According to research firm Gartner, SMS – which turned 15 this year – is on the way out and will eventually be replaced by mobile email.
“Once email becomes available more or less free of charge by default on your mobile handset, people will gravitate to that rather than just continuing to use SMS,” Simpson said.
I’m dubious this will be the case, though. While email access from a mobile phone will indeed become more popular, there’ll still be a fair few people that won’t want to get disturbed by email on their phone. And considering the typical subject matter of SMS (“wat u up 2?” “watz 4 dinner?” “will b home l8″) where you expect a near-immediate reply, I just don’t see that sort of thing happening over email.

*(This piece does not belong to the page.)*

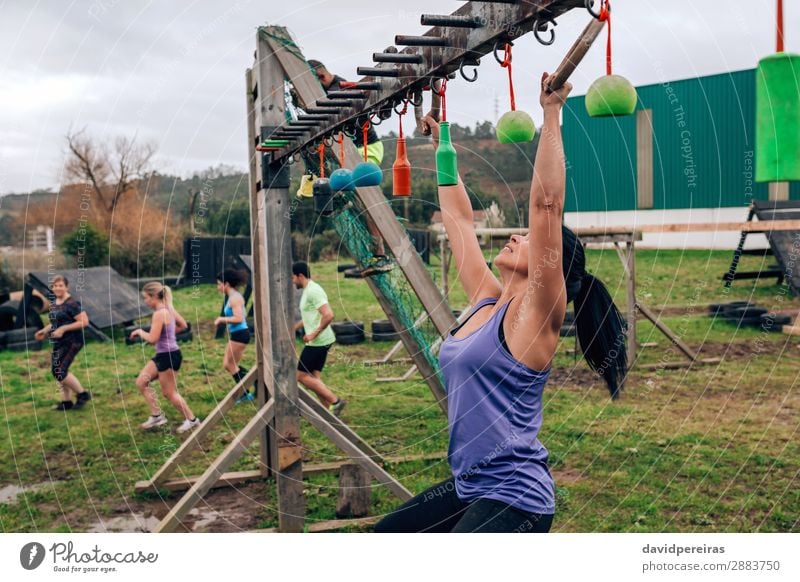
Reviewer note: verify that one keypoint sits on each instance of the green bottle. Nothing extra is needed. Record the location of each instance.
(446, 163)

For SMS, The Days Are Numbered [SMH]





















Nathan
Sunday, July 29, 2007 at 1:01 PMAm I the only person who knows of imode? I have been using it for 2 years now and loving it. Pitty Telstra are dropping it at the end of the year. You get an email address for your phone and when someone emails you it is instantly pushed to your phone. Both my girlfriend and I have imode phones and we email each other via our phones. Messages are instant, no word limit and usually only cost about 2cents. A far cry from SMS at 20cents or more. I recently went to Japan and nearly everyone over there uses imode. SMS doesn’t exist on Japanese mobile phones.